JAKARTA -- Komisi Pemberantasan Korupsi (KPK) menyayangkan pencabutan Peraturan Pemerintah (PP) Nomor 99 Tahun 2012 tentang Syarat dan tata Cara Pelaksanaan Hak Warga Binaan oleh Mahkamah Agung (MA). KPK menegaskan pemberantasan korupsi merupakan komitmen seluruh pemangku kepentingan.

"Karena pada prinsipnya, pemberantasan korupsi adalah upaya yang saling terintegrasi antara penindakan-pencegahan dan juga pendidikan," kata Plt Juru Bicara KPK Ali Fikri di Jakarta, Minggu (31/10/2021).

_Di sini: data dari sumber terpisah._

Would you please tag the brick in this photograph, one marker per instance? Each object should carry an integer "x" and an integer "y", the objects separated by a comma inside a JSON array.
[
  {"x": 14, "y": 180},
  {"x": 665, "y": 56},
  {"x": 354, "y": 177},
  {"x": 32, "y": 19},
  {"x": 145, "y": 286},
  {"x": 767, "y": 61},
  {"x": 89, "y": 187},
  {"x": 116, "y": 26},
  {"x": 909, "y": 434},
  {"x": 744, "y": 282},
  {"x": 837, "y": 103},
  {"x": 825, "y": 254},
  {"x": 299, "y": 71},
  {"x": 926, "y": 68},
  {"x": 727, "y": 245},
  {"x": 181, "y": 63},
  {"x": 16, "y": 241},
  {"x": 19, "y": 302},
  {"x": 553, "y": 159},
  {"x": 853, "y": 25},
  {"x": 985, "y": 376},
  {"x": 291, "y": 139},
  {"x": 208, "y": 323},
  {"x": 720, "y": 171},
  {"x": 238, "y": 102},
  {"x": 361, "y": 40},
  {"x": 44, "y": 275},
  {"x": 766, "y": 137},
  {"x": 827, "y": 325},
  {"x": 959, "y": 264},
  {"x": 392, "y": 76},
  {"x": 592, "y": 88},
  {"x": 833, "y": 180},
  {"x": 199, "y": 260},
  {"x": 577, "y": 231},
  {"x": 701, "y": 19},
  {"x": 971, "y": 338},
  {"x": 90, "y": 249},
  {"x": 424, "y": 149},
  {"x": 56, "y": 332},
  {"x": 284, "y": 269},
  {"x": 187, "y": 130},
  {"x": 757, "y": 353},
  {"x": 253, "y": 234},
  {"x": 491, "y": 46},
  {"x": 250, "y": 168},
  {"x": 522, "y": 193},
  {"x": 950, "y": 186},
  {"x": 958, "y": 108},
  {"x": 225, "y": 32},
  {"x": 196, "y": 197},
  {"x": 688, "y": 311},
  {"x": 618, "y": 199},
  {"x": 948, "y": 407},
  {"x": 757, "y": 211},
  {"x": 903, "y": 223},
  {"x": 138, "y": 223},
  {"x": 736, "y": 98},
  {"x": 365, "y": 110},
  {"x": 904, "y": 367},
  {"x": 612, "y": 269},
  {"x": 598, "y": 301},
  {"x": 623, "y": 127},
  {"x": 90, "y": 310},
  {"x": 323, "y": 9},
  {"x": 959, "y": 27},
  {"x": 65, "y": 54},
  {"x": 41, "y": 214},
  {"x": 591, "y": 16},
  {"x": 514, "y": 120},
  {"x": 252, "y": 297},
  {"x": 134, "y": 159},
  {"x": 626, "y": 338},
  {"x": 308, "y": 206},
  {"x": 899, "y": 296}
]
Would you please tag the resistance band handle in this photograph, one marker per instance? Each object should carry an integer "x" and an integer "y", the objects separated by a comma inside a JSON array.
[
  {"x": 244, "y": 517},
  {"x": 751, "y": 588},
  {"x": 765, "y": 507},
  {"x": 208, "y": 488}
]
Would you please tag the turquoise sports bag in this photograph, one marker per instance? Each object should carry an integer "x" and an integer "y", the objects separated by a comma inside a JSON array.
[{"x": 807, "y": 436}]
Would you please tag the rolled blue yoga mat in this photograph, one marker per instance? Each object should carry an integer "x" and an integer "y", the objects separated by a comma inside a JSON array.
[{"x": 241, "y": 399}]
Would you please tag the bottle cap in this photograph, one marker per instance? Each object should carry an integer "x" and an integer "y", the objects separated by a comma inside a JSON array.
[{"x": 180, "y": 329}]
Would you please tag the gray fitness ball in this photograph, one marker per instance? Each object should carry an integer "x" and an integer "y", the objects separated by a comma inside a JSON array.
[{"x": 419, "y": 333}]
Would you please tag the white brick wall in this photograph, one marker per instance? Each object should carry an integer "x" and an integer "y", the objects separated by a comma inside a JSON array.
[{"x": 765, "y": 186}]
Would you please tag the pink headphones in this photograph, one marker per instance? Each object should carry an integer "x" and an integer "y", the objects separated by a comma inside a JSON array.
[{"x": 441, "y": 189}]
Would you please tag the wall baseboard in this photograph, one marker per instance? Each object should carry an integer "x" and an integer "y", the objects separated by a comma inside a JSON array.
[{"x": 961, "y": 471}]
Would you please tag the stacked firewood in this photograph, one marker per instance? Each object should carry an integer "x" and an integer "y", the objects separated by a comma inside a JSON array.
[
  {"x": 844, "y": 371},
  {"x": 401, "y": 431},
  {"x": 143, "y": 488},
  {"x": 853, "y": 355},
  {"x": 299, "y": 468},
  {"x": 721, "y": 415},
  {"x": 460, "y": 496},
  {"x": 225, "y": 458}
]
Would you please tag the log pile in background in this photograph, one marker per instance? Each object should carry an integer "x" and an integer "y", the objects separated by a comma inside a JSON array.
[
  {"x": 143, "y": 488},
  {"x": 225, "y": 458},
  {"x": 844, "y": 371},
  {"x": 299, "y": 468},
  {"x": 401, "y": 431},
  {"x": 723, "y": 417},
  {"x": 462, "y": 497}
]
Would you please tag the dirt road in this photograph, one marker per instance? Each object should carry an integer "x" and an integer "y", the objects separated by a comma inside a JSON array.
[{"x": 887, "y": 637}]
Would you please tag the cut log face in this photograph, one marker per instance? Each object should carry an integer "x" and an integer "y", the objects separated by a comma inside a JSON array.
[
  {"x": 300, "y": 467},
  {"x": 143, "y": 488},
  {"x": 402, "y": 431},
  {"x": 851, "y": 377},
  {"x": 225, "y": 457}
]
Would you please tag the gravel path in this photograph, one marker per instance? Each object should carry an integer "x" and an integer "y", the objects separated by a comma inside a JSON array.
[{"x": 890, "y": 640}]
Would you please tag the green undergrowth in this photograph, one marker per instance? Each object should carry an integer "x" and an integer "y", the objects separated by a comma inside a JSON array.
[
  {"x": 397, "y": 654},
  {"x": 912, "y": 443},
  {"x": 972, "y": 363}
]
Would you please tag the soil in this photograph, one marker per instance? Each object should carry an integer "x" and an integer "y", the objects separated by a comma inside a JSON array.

BACA JUGA: Ketua KPK Dukung Jaksa Terapkan Hukuman Mati di Kasus Korupsi Jiwasraya

Ia mengingatkan, keberhasilan pemberantasan korupsi membutuhkan komitmen dan ikhtiar dari pemerintah, para pembuat kebijakan, lembaga peradilan, aparat penegak hukum dan seluruh elemen masyarakat. Dia mengatakan, pemberian hukuman hingga pengetatan remisi bagi koruptor dilakukan agar mencegah tindak pidana itu kembali terulang.

Ali mengatakan, korupsi adalah kejahatan yang memberikan dampak buruk luas. Sehingga, sambung dia, penegakan hukumnya selain memberi rasa keadilan bagi pelaku maupun masyarakat, juga penting tetap mempertimbangkan efek jera yang ditimbulkan dari hukuman tersebut.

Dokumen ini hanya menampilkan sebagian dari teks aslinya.